Someone had closed the bedroom door and she wondered if she would still be able to hear the telephone. Out of the corner of her eye, she could see Ken lead Max away from the blonde who followed him sadly with her eyes, and introduce him to a tall man with a pipe.
“They could take Berlin in ten minutes,” said the grey-haired woman, and someone replied, “But the United States of America…”
Then Ken was upon her and propelled her to another part of the room, where various people asked after Mama and expressed pleasure at her recovering from pneumonia. Clearly Konrad had done a good job in explaining her illness.
“We really miss her,” said an American colonel, meaning it. “In a tight little community like ours…” A woman with a fringe said, “She’s the best translator we’ve got,” and a girl with freckles and a ponytail said, “Somehow you can always tell when she’s there.”

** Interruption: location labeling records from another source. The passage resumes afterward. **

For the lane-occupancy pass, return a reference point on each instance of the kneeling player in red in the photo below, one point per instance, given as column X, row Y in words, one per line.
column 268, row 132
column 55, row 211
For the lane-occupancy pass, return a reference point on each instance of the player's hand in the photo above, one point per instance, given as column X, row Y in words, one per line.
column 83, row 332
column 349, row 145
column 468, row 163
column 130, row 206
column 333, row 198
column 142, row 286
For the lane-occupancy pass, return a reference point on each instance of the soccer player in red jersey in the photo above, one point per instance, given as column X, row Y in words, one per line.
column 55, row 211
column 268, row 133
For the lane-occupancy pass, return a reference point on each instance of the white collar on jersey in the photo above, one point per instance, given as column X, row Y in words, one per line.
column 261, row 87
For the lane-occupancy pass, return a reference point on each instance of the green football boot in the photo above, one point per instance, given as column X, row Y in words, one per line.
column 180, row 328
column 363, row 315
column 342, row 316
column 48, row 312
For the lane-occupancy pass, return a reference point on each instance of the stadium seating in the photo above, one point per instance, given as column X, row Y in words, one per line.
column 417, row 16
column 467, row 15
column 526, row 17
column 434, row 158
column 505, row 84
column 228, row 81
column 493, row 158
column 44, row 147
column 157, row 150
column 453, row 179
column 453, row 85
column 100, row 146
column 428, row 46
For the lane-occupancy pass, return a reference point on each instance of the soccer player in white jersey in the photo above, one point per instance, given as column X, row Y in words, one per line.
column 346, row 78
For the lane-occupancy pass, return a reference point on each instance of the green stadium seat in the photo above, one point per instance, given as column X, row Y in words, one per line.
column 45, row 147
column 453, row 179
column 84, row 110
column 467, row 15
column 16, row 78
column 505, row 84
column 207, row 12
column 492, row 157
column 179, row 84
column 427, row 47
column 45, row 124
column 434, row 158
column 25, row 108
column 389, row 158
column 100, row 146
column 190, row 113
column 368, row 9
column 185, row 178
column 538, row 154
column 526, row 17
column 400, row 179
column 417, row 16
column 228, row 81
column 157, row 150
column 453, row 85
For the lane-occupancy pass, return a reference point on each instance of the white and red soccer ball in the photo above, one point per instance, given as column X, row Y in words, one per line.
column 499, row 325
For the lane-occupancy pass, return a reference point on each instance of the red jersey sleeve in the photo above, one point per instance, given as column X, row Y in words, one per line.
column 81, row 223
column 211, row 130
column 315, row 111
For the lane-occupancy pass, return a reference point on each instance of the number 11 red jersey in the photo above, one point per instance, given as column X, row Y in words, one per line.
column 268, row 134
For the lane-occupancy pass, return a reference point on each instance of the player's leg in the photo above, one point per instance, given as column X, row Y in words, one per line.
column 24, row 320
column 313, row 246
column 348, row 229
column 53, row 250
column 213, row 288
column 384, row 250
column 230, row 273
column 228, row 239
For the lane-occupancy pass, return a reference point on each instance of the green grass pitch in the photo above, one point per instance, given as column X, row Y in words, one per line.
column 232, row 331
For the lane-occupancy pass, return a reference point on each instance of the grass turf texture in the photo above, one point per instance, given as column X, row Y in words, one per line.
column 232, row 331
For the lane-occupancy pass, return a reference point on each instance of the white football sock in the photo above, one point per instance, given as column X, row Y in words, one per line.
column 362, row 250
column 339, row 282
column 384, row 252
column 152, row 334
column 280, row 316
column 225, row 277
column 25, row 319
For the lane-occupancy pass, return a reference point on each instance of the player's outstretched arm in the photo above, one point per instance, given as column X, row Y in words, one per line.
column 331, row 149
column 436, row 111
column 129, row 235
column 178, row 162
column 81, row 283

More punch – Ken pouring this time. A sudden burst of laughter from a group nearby, followed by a ringing sound, so that for a moment she thought it was the telephone, but it was only all of them clinking glasses.
“Excuse me,” she said.
She wove her way through the crowd, went into the bedroom and came out again, leaving the door ajar. On her way back she passed Max who had been rejoined by the blonde and several other people and she heard one of them say admiringly, “Really? To Athens? Tonight?” Konrad saw her and waved, and she was just wondering whether to fight her way through to him, when she heard herself being addressed in German and found Günther beside her.
“I must tell you,” he said. “I’ve read your father’s works.”
“Really?” She wondered what on earth
was coming.
“Yes.” He gazed at her ardently over the half-empty jug of punch. “I think they’re—” He searched for the words. “Terribly relevant,” he managed at last, triumphantly.
“Do you?” His fresh face shone under the blond hair. He couldn’t be more than eighteen, she decided. “I’m so glad you liked them.”
He put down the jug, so as to concentrate better. “I think everyone should read them,” he said.
She was touched. “Did you like the poems?” she said.
“The poems? Oh yes, the poems too. But his political awareness at that time – that’s what I really find incredible.”
“Well, it was rather forced upon him,” said Anna. “By circumstances. His real loves were the theatre and travel—” but he was not listening. In his excitement he had advanced upon her and she found herself wedged in between him and the table holding the jug.
“Terrible mistakes have been made,” cried Günther. “Our parents made them, to Germany’s shame, and it is up to my generation to put them right.” He brought his hand down sharply on the table and the jug trembled.
She looked for a way of escape but there was none.
“How?” she asked. If my call comes through now, she thought, I’ll have to dive through under the table.
“Very simple,” said Günther confidentially. “We shall discuss. My comrades and I discuss everything.”
“Do you?”
He nodded and smiled. “Every Tuesday. Yesterday we discussed the Nazi ethic, and next week we shall discuss the persecution of the Jews.”
“Really,” she said. “On Tuesday.”
He beamed at her. “Would you like to come?”
At that moment, to her relief, she saw Hildy Goldblatt, only a little way behind him, gazing round the room. She caught her eye and waved, and Hildy waved back and moved towards her.
“Excuse me,” she said, as Hildy reached them, and he stepped aside reluctantly.
“My dear,” said Hildy after a brief nod at him, “isn’t this dreadful? I have seen some food on a table next door. Let’s go and talk quietly in there.”